NMOS subjective scores (Table 2): Base 4.09 < KTO 4.17 < TKTO 4.21. ABX preference tests (Figure 6) also favor TKTO.

Key Findings¶

Token-level weighting is more valuable than changing data: Under identical unpaired data, adding token weights improves Acc by 0.6–1.6 pt over vanilla KTO and reduces CER. Directing weights to "decisive tokens" consistently improves performance even at the same data scale.
Training dynamics: TKTO only increases the log-likelihood of desirable tokens (Figure 3), whereas SFT increases the likelihood for undesirable tokens as well. This indicates that TKTO gradients are more focused and safer.
Token weights automatically locate target characters: Without being told that the target kanji is critical, the model assigns an average weight at that position 12.8× the sentence average.

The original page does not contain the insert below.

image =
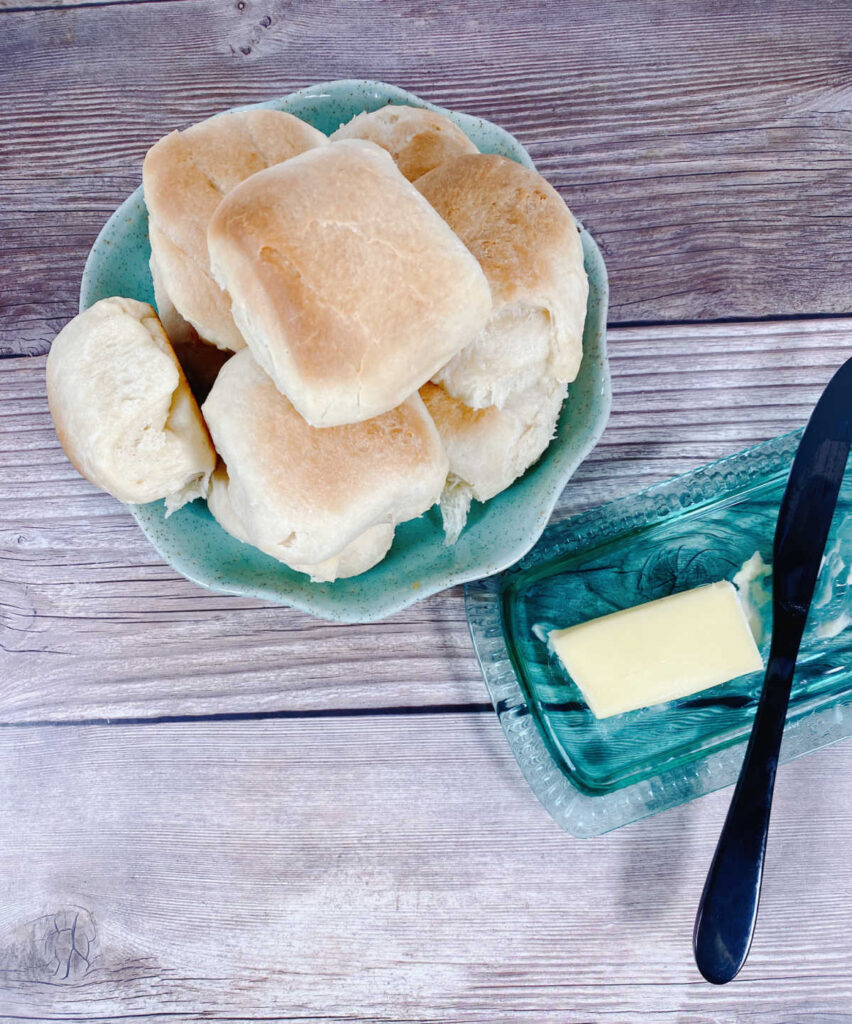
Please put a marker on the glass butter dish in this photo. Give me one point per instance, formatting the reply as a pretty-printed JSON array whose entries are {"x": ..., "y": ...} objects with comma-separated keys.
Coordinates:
[{"x": 596, "y": 774}]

Case studies show weights for other kanji near 1, proving \(\pi^+/\pi^-\) effectively performs implicit token attribution.
Paired data as a bottleneck: DPO can only use 1.5K pairs, whereas KTO/TKTO unpaired can utilize 9K. This 6× data dividend is directly reflected in the Acc jump from 0.668 to 0.958.

Highlights & Insights¶

"Training a second model with flipped labels and using the log-ratio as token reward" is a simple and elegant trick: it requires no manual token labels or external reward models, fully exploiting KTO's implicit reward properties.
Decoupling "weight estimation" from "preference optimization" makes the method orthogonal to downstream PO algorithms. \(w_t\) can potentially be applied to DPO, IPO, or ORPO for similar token-level extensions.
In TTS, where G2P has long dominated, this method "lets the LLM learn which characters are most prone to error and weights them in training." This self-attributed curriculum concept has transfer potential in any task where local outputs determine global quality (e.g., speech, OCR, code).

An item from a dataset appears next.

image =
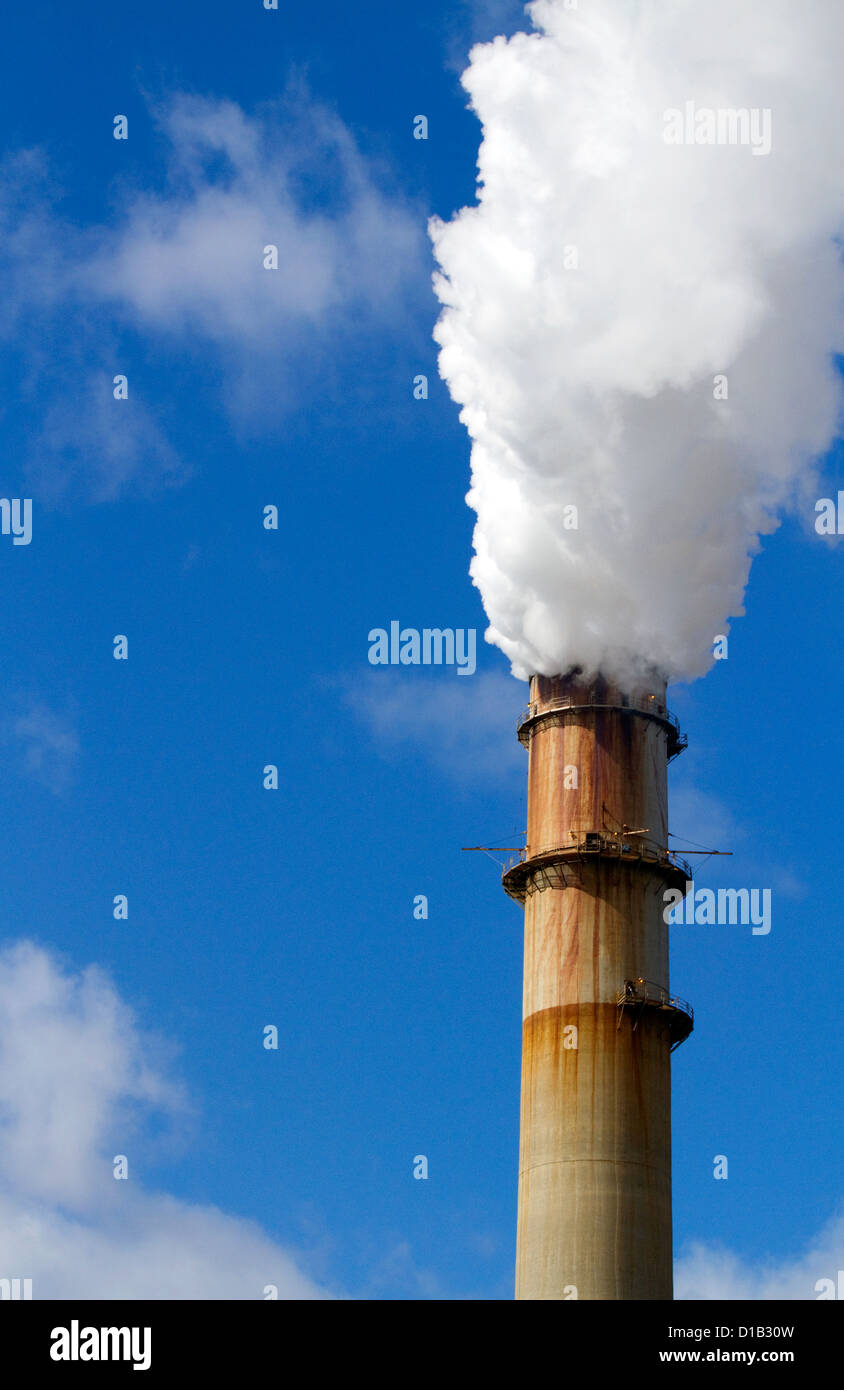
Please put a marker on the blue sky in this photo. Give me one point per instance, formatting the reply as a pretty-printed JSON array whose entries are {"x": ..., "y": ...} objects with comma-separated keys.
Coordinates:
[{"x": 249, "y": 647}]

Limitations & Future Work¶

Evaluation is limited to Japanese, one target character (karai/tsurai), 5,000 sentences, and three annotators; it lacks generalization testing across multiple languages or ambiguous characters.
Contrastive LLM training assumes "same data, flipped labels"; when desirable/undesirable boundaries are blurred (e.g., candidates are similar), \(\pi^-\) may fail to learn stable signals. Calibration of clamp \([L,U]\) and \(\mu\) relies on manual tuning.
The full process only tunes the TTS decoder without end-to-end optimization of the vocoder or text G2P, possibly leaving residual biases from upstream G2P.
NMOS and ABX only compared Base/KTO/TKTO, lacking subjective blind tests against gpt-4o-mini-tts and other closed-source models.

vs DPO (Tian et al. 2025): Also performs TTS preference optimization but requires pairing, resulting in only 1/6 the data efficiency of TKTO. TKTO matches/slightly exceeds DPO in paired settings and significantly leads in unpaired settings.
vs vanilla KTO (Ethayarajh et al. 2024): Only calculates value at the utterance level. TKTO improves Acc by 1–2 pt on the same unpaired data through token-level decomposition and learned weights.
vs G2P rule-based solutions (Oura et al. 2010 + F5-TTS): Even with G2P, F5-TTS Acc is only 0.500, indicating dictionaries cannot disambiguate polysemic kanji. TKTO learns disambiguation within the LLM context.
vs Liu et al. 2025 (token-level importance sampling): Similar log-ratio approach for token rewards, but this paper uses the KTO framework with \(\pi^\pm\), fitting the unpaired reality of TTS data better.

Rating¶

Novelty: ⭐⭐⭐⭐ Contrastive KTO for token attribution combined with two-stage weighted KTO is simple but systematically applied to TTS for the first time.
Experimental Thoroughness: ⭐⭐⭐ Includes objective and subjective evaluations, though lacks multi-lingual expansion. Ablations cover key variables.
Writing Quality: ⭐⭐⭐⭐ Clear formula derivations and intuitive case studies.
Value: ⭐⭐⭐⭐ 6× data advancement and 39% accuracy improvement provide direct reference value for industrial TTS alignment.